Stay long here: DraftKings’ YTD rally still has plenty of room to run.
Market share gains and guidance boost
It’s not just that DraftKings is experiencing secular tailwinds that are increasing the gambling population and seeing legalization tailwinds in the U.S., but DraftKings is gaining share against rivals like FanDuel.
The company reports that it has a 31% market share in online sports book and iGaming in the first quarter of 2024, which is four points higher y/y versus a 27% market share in Q1 of 2023:
Furthermore, note that DraftKings yet again boosted its full-year outlook for FY24. The company is now expecting $4.90 billion in revenue for the year (+37% y/y), while also raising its adjusted EBITDA outlook by 9% to $500 million:
The chart above shows a helpful breakout for the drivers behind the company’s guidance boost, from both a revenue and profitability perspective. Higher than expected customer acquisition (including the ~10% beat to launch expectations in North Carolina and Vermont), as well as strong player engagement, account for the majority of the guidance boost. This, in turn, was partially offset by unfavorable sports outcomes, mostly during the March Madness (NCAA Championships) tournament.

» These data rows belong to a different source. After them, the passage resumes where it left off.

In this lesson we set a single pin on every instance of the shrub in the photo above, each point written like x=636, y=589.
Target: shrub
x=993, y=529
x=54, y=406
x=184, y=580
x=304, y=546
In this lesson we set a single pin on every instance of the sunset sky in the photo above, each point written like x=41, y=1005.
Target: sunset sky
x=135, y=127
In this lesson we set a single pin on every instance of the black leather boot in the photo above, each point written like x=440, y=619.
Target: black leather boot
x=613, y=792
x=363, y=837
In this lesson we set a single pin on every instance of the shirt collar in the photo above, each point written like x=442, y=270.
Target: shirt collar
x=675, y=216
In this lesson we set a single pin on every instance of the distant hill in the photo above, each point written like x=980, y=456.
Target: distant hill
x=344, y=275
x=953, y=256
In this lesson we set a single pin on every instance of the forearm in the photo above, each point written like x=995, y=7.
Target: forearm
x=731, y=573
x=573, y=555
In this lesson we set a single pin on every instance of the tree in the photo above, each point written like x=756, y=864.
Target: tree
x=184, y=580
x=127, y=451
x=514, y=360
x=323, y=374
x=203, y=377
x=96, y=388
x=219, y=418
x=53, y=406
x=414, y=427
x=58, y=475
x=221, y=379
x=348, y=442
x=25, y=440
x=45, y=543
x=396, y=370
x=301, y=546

We note that these stronger player engagement metrics also come against the backdrop of a more controlled marketing environment, as well as extreme opex discipline. Writing in the Q1 shareholder letter, management noted as follows:
We will continue to focus on our dual goals of improving our financial expectations while also investing in customer acquisition and our product and technology capabilities […]
We continue to expect Adjusted Sales and Marketing Expense to decline modestly in fiscal year 2024. We also continue to expect 2024 stock-based compensation expense to be flat-to-down in dollar terms and to represent 8% of revenue in fiscal year 2024 compared to 11% in fiscal year 2023 and 26% in fiscal year 2022.”
In Q1, as shown in the chart above, adjusted EBITDA shot up to $22.4 million, representing a 2% adjusted EBITDA margin: versus a loss of -$221.6 million, or a -29% margin, in the year-ago Q1. In other words: DraftKings is hardly just growing at all costs. It’s growing rapidly, but it’s also scaling nicely as well. The company notes that it is expecting $400 million of free cash flow this year, and expects to update investors in Q2 on its new plans for capital allocation. While unconfirmed, a dividend or buyback program would provide further fuel for the DraftKings rally.
Key takeaways
DraftKings continues to enjoy a number of tailwinds. New state launches are helping to fuel customer growth, building on an already-prominent national brand that is requiring fewer dollars per customer to attract new users. Profitability is turning a corner this year with nearly half a billion in expected FCF this year to potentially finance a new shareholder returns program. Stay long here and keep riding the recent tailwinds.
Analyst’s Disclosure: I/we have a beneficial long position in the shares of DKNG either through stock ownership, options, or other derivatives. I wrote this article myself, and it expresses my own opinions. I am not receiving compensation for it (other than from Seeking Alpha). I have no business relationship with any company whose stock is mentioned in this article.